Ve Yüce Allah’ın şu kavli: Fir’avn’ın kavmini ise kötü azâb kuşatıverdi: (Azâbdan biri de) o ateştir ki, onlar sabah akşam ona arzolunacaklar, kıyâmetin kopacağı gün de Fir’avn hanedanını azabın en çetinine sokun (denilecek)” Mü’min: 45-46).
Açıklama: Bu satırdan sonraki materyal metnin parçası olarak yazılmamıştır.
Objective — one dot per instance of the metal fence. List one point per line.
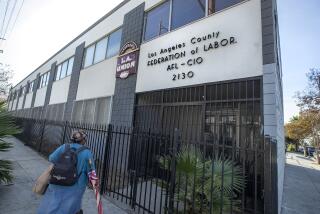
(156, 172)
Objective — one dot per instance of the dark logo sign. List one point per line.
(127, 61)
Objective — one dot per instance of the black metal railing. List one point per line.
(158, 173)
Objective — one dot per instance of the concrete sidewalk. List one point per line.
(301, 186)
(18, 198)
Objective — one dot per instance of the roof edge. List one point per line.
(81, 34)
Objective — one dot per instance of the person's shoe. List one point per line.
(80, 212)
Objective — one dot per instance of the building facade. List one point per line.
(161, 65)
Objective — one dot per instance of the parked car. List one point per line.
(310, 150)
(300, 149)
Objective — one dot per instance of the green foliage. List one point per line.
(7, 128)
(291, 148)
(204, 184)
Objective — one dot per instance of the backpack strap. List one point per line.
(67, 147)
(82, 148)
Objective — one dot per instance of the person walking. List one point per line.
(65, 192)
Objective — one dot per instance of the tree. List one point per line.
(5, 76)
(7, 127)
(297, 129)
(309, 103)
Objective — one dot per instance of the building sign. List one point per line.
(127, 62)
(221, 47)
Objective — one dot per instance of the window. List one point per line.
(105, 48)
(31, 87)
(44, 80)
(186, 11)
(88, 60)
(114, 43)
(24, 90)
(101, 49)
(64, 69)
(217, 5)
(93, 111)
(58, 73)
(157, 21)
(70, 66)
1384 el-Berâu’bnu Âzib (radıyallahü anh)’den tahdîs etti ki, Peygamber (sallallahü aleyhi ve sellem) şöyle buyurmuştur: “Mü ‘mine gelinip de mü’min kabri içinde oturtulduğu zaman, (suâllerden) sonra mü’min: Eşhedu en lâ ilahe illellah ve eşhedu enne Muhammeden Rasûlüllah (= Şehâdet ederim ki, Allah’tan başka hiçbir tanrı yoktur. Yine şehâdet ederim ki, Muhammed muhakkak Allah’ın Rasûlü’dür) diye şehâdet eder. İşte bu şehâdet, Allah’ın şu kavlidir: Allah îmân edenlere dünyâ hayâtında da, âhirette de o sabit sözde dâima sebat ihsan eder (Allah zâlimleri şaşırtır; Allah ne dilerse yapar)” (İbrâhîm:27).
Bize Şu’be bu geçen hadîsi tahdîs etti ve bunda şu ziyâde oldu: “Allah îmân edenleri o sabit sözde dâima sabit kılar.., ” (İbrâhîm: 27) âyeti, kabir azâbı hakkında indi.